Personal information
- Full name: Martin Gregory Lickley
- Born: 15 August 1957 (age 69) Windsor, Berkshire, England
- Batting: Right-handed
- Bowling: Right-arm medium

Domestic team information
- 1981–1993: Berkshire

Career statistics
| Competition | LA |
| Matches | 9 |
| Runs scored | 165 |
| Batting average | 18.33 |
| 100s/50s | –/– |
| Top score | 44 |
| Balls bowled | 54 |
| Wickets | 1 |
| Bowling average | 41.00 |
| 5 wickets in innings | – |
| 10 wickets in match | – |
| Best bowling | 1/15 |
| Catches/stumpings | 1/– |
- Source: Cricinfo, 24 September 2010

= Martin Lickley =

English cricketer

Martin Gregory Lickley (born 15 August 1957) is a former English cricketer. Lickley was a right-handed batsman who bowled right-arm medium pace. He was born at Windsor, Berkshire.

Lickley made his Minor Counties Championship debut for Berkshire in 1981 against Buckinghamshire. From 1981 to 1993, he represented the county in 105 Minor Counties Championship matches, the last of which came in the 1993 Championship when Berkshire played Wales Minor Counties. Lickley also played in the MCCA Knockout Trophy for Berkshire. His debut in that competition came in 1983 when Berkshire played Norfolk. From 1983 to 1993, he represented the county in 17 Trophy matches, the last of which came when Berkshire played Hertfordshire in the 1993 MCCA Knockout Trophy.

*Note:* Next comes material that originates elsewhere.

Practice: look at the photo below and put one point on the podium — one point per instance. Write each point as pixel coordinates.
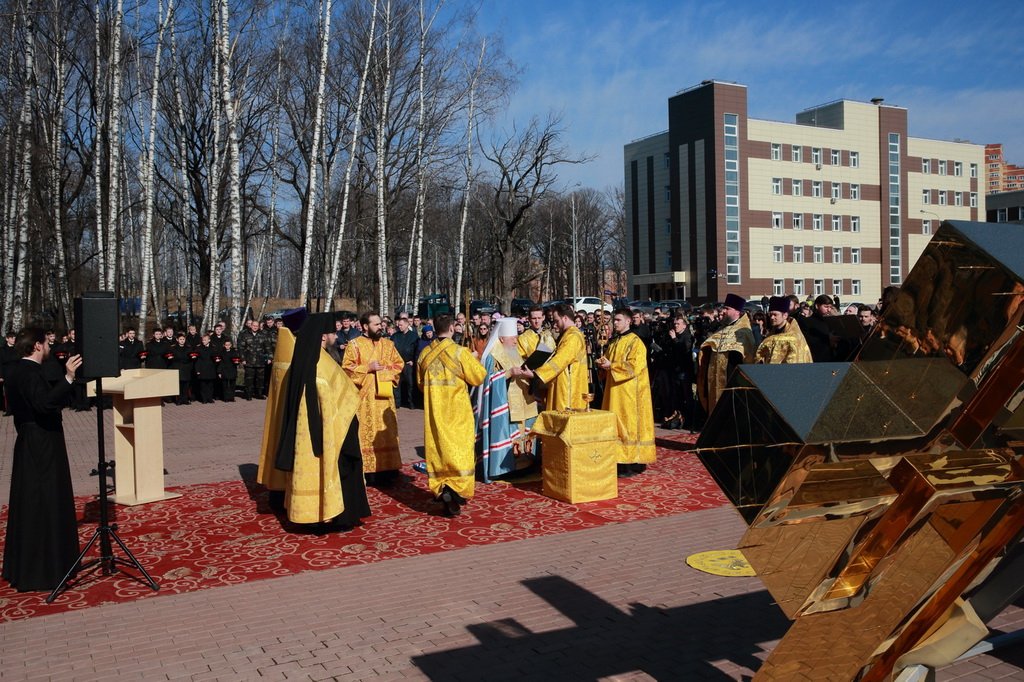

Additionally, he also played List-A matches for Berkshire. His List-A debut for the county came against Yorkshire in the 1983 NatWest Trophy. From 1983 to 1992, he represented the county in 9 matches, with his final List-A match coming when Berkshire played Derbyshire in the 1992 NatWest Trophy at the County Ground, Derby. In his 9 matches, he scored 165 runs at a batting average of 18.33, with a high score of 44. With the ball he took a single wicket at a cost of 41.00, with best figures of 1/15.